Он бросил на пол три сухаря и ногой подвинул к раненому. - Остальное добавит московская ЧК. Ей ты отослал не один вагон хлеба…
Снова открылась дверь. Мелькнул яркой белизной снег. Двое ушли. Порфирьев накрыл ладонью кусочек твердого, как камень, хлеба и так остался сидеть.
Вспомнил, что очередные пять вагонов зерна должен был отправить рабочим Москвы десять дней тому назад. Уже подготовили паровоз. И вдруг сообщение: станция Макушино занята восставшими кулацкими бандами. Собрал отряд красногвардейцев, сели на бронепоезд. Не доезжая Петухово, вынуждены были остановиться: на протяжении нескольких километров мятежники разобрали путь. На отряд хлынул шквал свинца…

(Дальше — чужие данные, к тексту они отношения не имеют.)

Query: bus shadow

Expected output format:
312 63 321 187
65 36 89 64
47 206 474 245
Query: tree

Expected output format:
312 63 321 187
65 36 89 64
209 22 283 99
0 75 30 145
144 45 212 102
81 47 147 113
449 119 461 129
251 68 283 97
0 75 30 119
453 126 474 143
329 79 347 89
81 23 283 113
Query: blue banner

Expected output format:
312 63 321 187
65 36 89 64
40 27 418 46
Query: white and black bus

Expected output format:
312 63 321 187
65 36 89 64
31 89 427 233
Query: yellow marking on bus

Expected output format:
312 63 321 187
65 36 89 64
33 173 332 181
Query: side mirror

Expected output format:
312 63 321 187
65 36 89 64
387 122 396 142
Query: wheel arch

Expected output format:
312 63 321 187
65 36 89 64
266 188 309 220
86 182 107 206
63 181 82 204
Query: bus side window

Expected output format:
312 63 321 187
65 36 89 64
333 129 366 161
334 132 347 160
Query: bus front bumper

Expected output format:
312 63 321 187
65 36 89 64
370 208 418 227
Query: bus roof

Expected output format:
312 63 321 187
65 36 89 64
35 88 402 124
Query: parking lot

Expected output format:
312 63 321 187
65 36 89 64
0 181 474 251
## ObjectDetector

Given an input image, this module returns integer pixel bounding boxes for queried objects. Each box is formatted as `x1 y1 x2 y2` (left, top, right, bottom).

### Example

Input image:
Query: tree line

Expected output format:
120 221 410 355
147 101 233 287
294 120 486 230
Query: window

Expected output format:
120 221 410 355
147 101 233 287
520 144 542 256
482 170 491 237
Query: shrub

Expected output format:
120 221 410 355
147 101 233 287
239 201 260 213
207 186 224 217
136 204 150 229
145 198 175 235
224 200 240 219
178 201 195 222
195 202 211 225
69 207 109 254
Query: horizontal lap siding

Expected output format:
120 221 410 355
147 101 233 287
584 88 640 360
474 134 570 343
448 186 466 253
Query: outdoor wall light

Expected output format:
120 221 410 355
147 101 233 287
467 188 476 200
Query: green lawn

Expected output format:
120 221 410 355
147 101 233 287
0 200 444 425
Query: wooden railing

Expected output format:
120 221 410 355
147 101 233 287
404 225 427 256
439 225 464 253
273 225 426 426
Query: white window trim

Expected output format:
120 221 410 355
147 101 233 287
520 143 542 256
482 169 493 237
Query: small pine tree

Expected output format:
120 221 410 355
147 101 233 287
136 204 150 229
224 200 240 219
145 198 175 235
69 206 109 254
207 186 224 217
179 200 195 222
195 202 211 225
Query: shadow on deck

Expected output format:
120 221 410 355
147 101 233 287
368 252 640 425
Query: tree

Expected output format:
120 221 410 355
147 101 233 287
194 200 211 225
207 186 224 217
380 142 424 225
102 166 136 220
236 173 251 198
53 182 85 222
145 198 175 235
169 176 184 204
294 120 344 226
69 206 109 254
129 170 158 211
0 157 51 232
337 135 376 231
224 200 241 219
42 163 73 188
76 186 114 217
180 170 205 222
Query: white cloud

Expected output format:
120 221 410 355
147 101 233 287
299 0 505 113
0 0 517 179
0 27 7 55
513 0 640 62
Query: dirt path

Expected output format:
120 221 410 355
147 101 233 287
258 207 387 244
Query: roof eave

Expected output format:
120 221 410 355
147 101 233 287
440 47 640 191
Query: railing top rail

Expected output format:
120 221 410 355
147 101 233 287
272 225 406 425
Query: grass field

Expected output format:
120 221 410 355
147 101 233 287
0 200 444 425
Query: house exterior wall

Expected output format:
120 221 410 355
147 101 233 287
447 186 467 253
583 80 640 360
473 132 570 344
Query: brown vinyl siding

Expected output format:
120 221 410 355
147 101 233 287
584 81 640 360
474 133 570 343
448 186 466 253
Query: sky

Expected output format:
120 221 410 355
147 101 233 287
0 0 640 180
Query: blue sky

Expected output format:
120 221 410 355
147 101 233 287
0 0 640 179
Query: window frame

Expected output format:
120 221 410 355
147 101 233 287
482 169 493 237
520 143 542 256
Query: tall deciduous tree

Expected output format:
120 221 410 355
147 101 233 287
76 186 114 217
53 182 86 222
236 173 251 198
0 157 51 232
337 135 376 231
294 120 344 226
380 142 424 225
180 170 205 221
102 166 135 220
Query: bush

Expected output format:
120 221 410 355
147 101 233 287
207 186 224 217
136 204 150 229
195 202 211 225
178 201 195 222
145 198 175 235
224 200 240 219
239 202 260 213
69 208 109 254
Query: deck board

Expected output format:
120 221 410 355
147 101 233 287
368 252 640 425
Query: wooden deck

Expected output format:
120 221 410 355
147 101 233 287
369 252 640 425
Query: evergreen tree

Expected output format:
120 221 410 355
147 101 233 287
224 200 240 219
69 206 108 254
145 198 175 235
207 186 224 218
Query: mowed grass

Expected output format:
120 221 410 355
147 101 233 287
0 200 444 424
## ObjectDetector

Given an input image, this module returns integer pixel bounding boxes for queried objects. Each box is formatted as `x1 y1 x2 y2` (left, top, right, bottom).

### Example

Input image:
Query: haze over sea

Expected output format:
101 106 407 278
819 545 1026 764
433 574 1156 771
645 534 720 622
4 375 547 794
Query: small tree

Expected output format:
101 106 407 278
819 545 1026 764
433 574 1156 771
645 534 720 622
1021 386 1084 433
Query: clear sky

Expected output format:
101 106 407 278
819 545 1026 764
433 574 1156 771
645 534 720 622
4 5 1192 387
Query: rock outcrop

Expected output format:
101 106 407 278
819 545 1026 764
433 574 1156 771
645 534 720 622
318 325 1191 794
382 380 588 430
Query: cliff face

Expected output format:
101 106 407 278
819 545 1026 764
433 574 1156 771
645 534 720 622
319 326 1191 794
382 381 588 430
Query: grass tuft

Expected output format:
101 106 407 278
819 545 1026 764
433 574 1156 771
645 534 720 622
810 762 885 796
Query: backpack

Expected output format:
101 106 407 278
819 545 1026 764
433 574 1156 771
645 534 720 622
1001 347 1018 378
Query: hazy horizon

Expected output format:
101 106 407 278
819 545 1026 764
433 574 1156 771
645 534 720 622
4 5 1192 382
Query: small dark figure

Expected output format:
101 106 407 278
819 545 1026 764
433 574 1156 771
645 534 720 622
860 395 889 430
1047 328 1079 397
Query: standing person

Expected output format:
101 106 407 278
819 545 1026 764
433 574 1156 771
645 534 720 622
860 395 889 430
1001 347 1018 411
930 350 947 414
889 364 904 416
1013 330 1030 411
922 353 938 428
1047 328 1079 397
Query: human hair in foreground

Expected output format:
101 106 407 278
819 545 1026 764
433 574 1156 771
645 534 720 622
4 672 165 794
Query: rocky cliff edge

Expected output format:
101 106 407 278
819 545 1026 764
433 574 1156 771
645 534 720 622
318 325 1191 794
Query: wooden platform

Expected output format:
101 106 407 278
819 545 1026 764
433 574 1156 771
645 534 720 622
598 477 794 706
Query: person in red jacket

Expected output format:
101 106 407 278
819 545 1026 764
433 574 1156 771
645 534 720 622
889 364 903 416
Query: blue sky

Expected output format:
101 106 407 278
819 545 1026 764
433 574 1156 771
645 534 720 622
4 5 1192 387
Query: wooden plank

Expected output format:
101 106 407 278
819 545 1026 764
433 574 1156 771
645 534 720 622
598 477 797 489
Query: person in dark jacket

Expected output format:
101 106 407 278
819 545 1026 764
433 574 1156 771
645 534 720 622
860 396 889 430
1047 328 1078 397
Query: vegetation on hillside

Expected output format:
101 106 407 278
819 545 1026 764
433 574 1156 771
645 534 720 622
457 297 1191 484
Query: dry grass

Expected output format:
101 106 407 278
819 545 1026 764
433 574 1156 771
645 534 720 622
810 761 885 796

Порфирьев вздрогнул, когда во дворе раздался детский крик. Уже три дня в селе Рынки, куда доставили чекиста, стояла тишина. Только изредка раздавались выстрелы да песни подвыпивших бандитов.
Кто-то стукнул в дверь, завозился с замком. В амбар втолкнули подростка. Худой без шапки, он стоял у входа, словно не понимая, зачем его сюда привели. Порфирьева поразили почти старческое выражение лица и большие неподвижные глаза. Мальчик опустился на землю и тихо произнес:
- Они убьют меня.
- За что?
- Хотят, чтобы я назвал товарищей отца, большевиков. Говорят, сознаюсь, буду жить.
- И как же ты?… - Порфирьев подался вперед и протянул руку, как будто хотел взять за плечо, привлечь к себе и посмотреть ему в глаза. Но, когда взлохмаченная голова повернулась к нему, он пожалел за свои слова. В мальчишеских глазах не было страха, а лишь тяжелая тоска.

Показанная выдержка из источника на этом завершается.